CONTEXT: while setting parameter "synchronized_standby_slots" to

"a1,b1"

parallel worker

I see the same behaviour for default_table_access_method and
default_tablespace. For example, see failure cases:
postgres=# Alter system set default_table_access_method='missing';
ERROR: invalid value for parameter "default_table_access_method":
"missing"
DETAIL: Table access method "missing" does not exist.

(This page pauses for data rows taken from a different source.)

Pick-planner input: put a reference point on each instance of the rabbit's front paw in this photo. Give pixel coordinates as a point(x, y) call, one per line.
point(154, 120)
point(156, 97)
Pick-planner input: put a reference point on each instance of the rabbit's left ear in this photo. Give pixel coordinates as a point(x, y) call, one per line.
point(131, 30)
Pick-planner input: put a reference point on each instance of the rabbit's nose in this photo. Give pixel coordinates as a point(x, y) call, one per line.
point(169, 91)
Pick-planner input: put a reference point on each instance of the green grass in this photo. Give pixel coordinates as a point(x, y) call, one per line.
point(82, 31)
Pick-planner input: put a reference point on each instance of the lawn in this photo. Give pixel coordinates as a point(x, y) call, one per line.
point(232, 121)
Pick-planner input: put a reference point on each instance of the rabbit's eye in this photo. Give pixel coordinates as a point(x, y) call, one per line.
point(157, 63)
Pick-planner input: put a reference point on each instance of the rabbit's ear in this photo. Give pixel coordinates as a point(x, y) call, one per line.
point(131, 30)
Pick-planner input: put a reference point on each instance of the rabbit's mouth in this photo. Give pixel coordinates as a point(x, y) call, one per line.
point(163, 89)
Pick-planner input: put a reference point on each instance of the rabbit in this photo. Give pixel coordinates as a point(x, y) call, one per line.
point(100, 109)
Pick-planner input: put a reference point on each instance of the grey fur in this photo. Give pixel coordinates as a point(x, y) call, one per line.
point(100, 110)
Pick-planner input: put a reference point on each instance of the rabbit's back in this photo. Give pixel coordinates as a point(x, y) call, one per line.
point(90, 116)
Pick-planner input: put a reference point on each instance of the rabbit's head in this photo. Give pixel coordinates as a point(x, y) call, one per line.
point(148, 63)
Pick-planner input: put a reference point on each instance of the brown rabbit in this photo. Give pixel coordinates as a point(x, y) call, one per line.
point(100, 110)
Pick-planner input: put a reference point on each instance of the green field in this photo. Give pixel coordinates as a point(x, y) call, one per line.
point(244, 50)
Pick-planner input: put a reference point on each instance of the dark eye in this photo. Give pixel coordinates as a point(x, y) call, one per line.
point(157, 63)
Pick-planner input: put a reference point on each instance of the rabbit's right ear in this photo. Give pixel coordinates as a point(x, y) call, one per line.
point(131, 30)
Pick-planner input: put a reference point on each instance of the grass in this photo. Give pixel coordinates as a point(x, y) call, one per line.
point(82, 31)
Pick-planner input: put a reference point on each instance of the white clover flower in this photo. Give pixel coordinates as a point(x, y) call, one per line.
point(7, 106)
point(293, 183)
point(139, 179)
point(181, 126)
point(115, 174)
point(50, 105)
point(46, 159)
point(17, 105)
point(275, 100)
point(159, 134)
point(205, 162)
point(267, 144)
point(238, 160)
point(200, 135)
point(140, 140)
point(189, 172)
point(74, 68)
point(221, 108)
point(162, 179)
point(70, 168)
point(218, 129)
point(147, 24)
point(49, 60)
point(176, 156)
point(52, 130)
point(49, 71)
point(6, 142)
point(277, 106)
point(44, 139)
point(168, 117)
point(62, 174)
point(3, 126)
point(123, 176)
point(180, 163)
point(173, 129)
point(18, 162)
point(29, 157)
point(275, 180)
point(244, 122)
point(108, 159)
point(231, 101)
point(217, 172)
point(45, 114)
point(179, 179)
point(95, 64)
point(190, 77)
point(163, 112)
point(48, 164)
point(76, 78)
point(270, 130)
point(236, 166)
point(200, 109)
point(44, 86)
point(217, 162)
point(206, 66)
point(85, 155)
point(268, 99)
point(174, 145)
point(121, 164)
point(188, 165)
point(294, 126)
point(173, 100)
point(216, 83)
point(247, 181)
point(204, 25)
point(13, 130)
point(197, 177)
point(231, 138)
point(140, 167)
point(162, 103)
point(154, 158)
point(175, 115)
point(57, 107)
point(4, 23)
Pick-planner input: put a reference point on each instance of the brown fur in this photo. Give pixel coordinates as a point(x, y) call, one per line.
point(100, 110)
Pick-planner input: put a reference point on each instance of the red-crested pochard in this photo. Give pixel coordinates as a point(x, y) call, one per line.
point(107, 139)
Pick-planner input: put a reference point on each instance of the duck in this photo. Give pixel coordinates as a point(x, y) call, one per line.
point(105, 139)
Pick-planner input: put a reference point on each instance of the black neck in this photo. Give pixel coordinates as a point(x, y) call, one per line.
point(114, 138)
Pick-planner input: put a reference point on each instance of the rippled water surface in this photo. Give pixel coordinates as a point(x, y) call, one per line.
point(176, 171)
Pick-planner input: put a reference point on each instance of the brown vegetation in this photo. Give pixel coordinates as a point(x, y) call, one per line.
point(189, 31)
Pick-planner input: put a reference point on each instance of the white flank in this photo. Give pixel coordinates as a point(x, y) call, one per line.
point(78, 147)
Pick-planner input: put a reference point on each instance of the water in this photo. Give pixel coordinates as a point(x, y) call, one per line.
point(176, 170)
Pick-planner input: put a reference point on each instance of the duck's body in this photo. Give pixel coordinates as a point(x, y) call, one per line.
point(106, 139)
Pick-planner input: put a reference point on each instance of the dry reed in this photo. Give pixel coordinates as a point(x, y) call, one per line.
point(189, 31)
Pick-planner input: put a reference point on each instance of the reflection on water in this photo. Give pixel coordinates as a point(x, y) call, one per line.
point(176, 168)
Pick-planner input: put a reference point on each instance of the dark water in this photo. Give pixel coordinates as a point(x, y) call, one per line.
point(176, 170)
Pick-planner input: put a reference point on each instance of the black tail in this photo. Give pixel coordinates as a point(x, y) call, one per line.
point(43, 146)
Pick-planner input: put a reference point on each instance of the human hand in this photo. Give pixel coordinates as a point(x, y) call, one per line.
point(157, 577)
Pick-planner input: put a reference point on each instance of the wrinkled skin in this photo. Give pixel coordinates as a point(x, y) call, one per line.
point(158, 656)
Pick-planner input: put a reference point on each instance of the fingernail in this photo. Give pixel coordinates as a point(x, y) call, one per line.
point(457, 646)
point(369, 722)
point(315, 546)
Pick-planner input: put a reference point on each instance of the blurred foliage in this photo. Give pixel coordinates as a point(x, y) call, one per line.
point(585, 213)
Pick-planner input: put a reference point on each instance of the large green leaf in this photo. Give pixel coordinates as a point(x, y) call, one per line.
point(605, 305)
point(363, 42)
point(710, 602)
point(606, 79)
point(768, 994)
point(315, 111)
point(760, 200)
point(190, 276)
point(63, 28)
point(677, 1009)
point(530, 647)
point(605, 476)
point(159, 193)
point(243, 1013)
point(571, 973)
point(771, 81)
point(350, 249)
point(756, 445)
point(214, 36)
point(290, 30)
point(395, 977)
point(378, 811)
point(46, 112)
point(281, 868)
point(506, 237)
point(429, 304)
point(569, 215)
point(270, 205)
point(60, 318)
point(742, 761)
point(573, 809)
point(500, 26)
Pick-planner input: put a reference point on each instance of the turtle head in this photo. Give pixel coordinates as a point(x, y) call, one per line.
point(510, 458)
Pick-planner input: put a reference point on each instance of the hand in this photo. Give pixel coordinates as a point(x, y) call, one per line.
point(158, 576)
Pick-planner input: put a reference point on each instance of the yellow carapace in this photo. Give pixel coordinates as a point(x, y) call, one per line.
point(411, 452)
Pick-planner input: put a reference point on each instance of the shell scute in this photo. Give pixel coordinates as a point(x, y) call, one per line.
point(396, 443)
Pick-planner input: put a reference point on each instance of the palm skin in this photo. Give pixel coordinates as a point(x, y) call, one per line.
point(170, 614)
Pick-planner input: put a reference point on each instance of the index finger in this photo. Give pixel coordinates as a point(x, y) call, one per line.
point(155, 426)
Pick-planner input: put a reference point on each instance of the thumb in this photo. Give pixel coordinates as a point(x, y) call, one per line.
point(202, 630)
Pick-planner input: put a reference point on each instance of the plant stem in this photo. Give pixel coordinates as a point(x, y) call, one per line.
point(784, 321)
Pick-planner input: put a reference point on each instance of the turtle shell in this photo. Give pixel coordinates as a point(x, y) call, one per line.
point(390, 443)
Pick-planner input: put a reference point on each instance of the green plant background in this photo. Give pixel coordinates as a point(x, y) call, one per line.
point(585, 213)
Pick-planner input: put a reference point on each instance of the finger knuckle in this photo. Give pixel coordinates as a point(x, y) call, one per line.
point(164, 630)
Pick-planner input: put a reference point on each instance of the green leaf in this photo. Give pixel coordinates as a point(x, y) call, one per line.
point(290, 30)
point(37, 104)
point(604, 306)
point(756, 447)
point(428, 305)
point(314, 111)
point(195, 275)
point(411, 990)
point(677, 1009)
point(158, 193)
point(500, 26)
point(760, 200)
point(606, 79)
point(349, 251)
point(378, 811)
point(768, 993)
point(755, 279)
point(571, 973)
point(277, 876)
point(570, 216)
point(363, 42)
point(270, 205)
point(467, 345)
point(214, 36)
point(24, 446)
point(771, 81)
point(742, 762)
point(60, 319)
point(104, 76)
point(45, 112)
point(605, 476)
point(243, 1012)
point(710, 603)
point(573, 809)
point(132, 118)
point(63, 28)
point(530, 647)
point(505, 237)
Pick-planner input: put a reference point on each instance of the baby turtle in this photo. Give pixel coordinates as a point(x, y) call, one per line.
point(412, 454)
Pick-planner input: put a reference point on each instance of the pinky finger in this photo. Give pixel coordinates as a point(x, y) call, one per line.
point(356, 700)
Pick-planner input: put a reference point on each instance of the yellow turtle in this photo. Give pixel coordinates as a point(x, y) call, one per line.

postgres=# SET parallel_setup_cost=0;
SET
postgres=# SET parallel_tuple_cost=0;
SET
postgres=# Set min_parallel_table_scan_size to 0; SET postgres=# select *
from pg_namespace;
ERROR: invalid value for parameter "default_table_access_method":
"missing"
DETAIL: Table access method "missing" does not exist.
CONTEXT: while setting parameter "default_table_access_method" to
"missing"
parallel worker

OTOH, there is no ERROR on reload or restart.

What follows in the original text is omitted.